I am following this guide on backing up cryosparc, and it works fine. I have an output .archive file that is 36GB, however the total size of our cryosparc projects is 9.6TB. So clearly this archive isn’t the data compressed, so what is this backup?

I am migrating cryosparc to a new server and upgrading to the latest version. In my simple mind I reasoned I could simply detach each project, keep them somewhere safe, install the new cryosparc at the new location, then import each project one-by-one. Is this not the best way to migrate? In the past to backup a project I have also simply copied the project folder and removed the lock file then reimported without issue, but I guess I should be archiving instead. Should I be using detach or archive?

Why are there then options for “migrating” and why does that not involve any detach/attach? It’s all very confusing.

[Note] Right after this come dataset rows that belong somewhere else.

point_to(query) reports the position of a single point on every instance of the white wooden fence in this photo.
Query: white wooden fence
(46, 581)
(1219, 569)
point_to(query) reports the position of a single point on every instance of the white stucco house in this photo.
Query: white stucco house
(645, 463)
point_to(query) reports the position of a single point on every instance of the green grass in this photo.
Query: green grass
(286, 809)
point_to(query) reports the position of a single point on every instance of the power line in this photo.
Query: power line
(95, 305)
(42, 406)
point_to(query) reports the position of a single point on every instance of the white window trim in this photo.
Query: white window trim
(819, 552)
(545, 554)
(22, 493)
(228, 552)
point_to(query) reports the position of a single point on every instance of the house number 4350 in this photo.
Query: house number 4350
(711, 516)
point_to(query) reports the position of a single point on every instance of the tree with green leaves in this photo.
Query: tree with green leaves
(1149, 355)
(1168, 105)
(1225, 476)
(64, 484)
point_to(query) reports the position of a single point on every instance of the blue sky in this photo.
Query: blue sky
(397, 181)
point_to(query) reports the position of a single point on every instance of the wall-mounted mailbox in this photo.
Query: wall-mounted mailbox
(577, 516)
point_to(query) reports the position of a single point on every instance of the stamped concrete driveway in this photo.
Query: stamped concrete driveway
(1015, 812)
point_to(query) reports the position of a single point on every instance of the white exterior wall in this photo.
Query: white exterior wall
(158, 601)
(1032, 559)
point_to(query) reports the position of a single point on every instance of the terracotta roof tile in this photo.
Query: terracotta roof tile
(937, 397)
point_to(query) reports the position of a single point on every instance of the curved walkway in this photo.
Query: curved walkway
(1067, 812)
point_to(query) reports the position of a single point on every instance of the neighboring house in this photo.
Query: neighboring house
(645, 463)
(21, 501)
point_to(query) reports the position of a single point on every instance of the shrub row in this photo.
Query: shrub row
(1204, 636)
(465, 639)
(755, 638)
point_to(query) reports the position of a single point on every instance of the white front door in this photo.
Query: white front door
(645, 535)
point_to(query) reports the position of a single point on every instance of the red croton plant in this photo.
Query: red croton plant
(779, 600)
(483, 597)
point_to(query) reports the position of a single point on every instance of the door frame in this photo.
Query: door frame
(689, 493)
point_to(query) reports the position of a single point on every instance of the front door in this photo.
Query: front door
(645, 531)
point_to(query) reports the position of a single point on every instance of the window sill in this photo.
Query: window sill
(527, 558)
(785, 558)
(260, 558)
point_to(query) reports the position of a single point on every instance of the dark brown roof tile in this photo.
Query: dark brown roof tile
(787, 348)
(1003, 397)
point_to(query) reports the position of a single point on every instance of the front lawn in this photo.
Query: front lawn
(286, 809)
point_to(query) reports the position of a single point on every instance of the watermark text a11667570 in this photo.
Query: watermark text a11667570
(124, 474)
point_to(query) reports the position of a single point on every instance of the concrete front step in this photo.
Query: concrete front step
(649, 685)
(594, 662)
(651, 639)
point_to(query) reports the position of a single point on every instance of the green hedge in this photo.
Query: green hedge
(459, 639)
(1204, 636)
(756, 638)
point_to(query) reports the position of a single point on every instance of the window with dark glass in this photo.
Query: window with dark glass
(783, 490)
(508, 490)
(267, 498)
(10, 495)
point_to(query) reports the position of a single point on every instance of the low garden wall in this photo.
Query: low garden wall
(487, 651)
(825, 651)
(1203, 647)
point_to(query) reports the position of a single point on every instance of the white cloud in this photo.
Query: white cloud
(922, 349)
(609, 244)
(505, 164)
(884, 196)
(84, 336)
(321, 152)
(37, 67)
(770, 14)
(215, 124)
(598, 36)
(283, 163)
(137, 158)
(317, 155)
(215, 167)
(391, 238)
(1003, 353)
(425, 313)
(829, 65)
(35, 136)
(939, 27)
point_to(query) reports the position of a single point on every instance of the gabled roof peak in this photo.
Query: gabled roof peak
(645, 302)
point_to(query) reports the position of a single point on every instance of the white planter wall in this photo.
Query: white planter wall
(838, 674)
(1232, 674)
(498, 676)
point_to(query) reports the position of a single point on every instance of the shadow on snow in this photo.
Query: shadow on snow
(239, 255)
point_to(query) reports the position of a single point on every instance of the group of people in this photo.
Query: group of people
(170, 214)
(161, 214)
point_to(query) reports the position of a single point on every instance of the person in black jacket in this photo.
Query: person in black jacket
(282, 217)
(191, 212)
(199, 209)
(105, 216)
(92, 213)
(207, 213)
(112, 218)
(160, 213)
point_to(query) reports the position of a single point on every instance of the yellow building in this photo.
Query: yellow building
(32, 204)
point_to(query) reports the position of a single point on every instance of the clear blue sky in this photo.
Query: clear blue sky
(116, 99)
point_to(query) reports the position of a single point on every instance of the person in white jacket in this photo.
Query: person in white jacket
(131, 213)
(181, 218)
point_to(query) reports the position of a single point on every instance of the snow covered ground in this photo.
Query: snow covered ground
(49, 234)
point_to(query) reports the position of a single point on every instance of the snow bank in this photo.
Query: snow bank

wtempel · October 31, 2024, 6:14pm

Information in this post applies to CryoSPARC v4.

The database backup contains information that is stored in the CryoSPARC database, which is implemented using mongodb. The database contains:

CryoSPARC login user records
the job scheduler configuration
absolute paths to CryoSPARC project directories
job-related information: inter-job relationships, job input connections, job parameters, job status, event log text and images, etc.

The database does not store actual micrograph or volume files.
The database is used as an information source for the CryoSPARC app (“GUI”) and a destination for information created by active CryoSPARC jobs.
Job-related database records are continuously exported to CryoSPARC project directories.

Briefly, archive/unarchive assumes that neither the project’s database records nor project directory changes between archiving and unarchiving. Attach recreates database records based on information previously exported (on any CryoSPARC instance) from the database to the project directory.
There are, broadly speaking, two alternatives for the migration of a CryoSPARC instance that contains active projects.

Alternative A involves transfer of the database, either via “file-level” transfer (OS-level copy or filesystem snapshot, details), or creation, transfer and restoration of a database “dump” (cryosparcm backup, cryosparcm restore). In either case, success of migration depends on the correspondence/compatibility of the states of database and project directories, respectively. CryoSPARC malfunction and corruption of database and/or project directories will likely occur when

project directories were modified after the database backup or copy was created
an attached project directory is, via restoration of an outdated backup, rolled back to an older state

If one follows migration alternative A with a compatible database copy or backup, the CryoSPARC archive project action needs to be applied on the “source” CryoSPARC instance for project directories whose absolute path will change during the migration before copying or backing up the database. Archived projects need to be unarchived at the destination CryoSPARC instance.

In case the migration involves a change in CryoSPARC workers, one may update worker nodes (“managed workers”) and/or clusters of workers. One may also remove obsolete scheduler lanes or remove individual target nodes. Ensure that any remaining scheduler lane contains at least one functional scheduler target. One may also connect additional worker nodes or worker clusters

Alternative B does not involve a copy of the old database, but involves detaching projects from the source instance and attaching projects to the destination instance. In addition, CryoSPARC logins and scheduler lane configurations need to be created.
[updated 2024-11-05 to specify when the archive project action should be applied.